Cucina di Vargas
12 Franklin Ave. Hewlett, NY 516-596-7260
Cucina di Vargas is a family-style Italian restaurant that serves large portions at a reasonable price. The staff is friendly and welcoming, and the environment is decorated with simplicity in mind.Hours: Dinner only, Tuesday to Thursday, 5 to 10p.m., Friday and Saturday, 5to 11 p.m., Sunday, 5 to 9p.m.; closed Monday. Ambience: Good Service: Excellent Credit cards: Accepted Accessibility: Ramp at entryway; restrooms not handicapped equipped.
Like so many successful Long Island Italian chefs, Narciso "Bien" Vargas hails from Central America. Years spent at the helm of Hewlett's now-departed Matteo's earned him a sizable local following. Now, at the restaurant that bears his name, he proves he hasn't lost his touch -- or his admirers. They're a table-hopping bunch and can give the narrow, simply decorated dining space the aura of a club. Valet parking enhances that image.
But there's no sense of exclusivity here at Cucina di Vargas. Newcomers are greeted warmly, and prices are surprisingly low. Regular portions feed three or four; half-orders can serve two or more. In fact, half an order of fried zucchini handily satisfied four.
Actually, satisfied might not be the most accurate word, for every shard was a crunchy, nutty, crisp-tender revelation. A half order of chopped Italian salad with salami and cheese was bright, well-dressed and considerately pre-divided into four bowls. Clams casino, topped with dark, smoky bacon, had its own appeal, as did zuppa di clams, plump mollusks in a robust red sauce.

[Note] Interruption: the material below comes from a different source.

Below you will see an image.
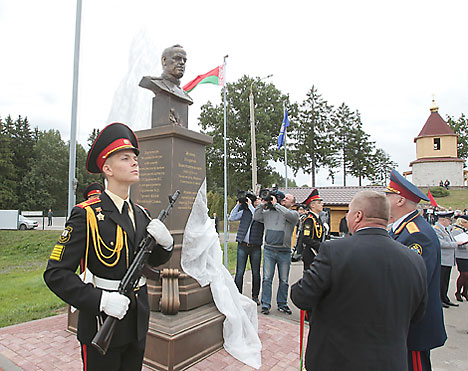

Here, a half order of chicken scarpariello means seven pieces of simply roasted poultry, juicy and savory. Pleasing, too, is the tender chicken limone, boneless breasts in a citrusy sauce. Shrimp marinara is just that -- shellfish in a garlicky red sauce; not fancy, just good. Linguine with clam sauce is defined by lots of garlic, gentled by roasting, and clams out of their shells. More clams would have improved the dish. The sauce in the al dente penne Bolognese had no cream, making it more of a meat sauce than a true Bolognese. Even so, the dish was vibrant and satisfying. A side order of burnt broccoli -- a dish that's turning up all over Long Island -- was exactly what its name implies. Some will like it; others won't.
But it would be hard to resist the house-made Napoleon, a simple construct of puff pastry and freshly whipped cream, inexplicably garnished with aerosol whipped cream. Ask for yours plain. This is the only dessert you'll need and -- despite all the eating that's come before -- one you may not want to share.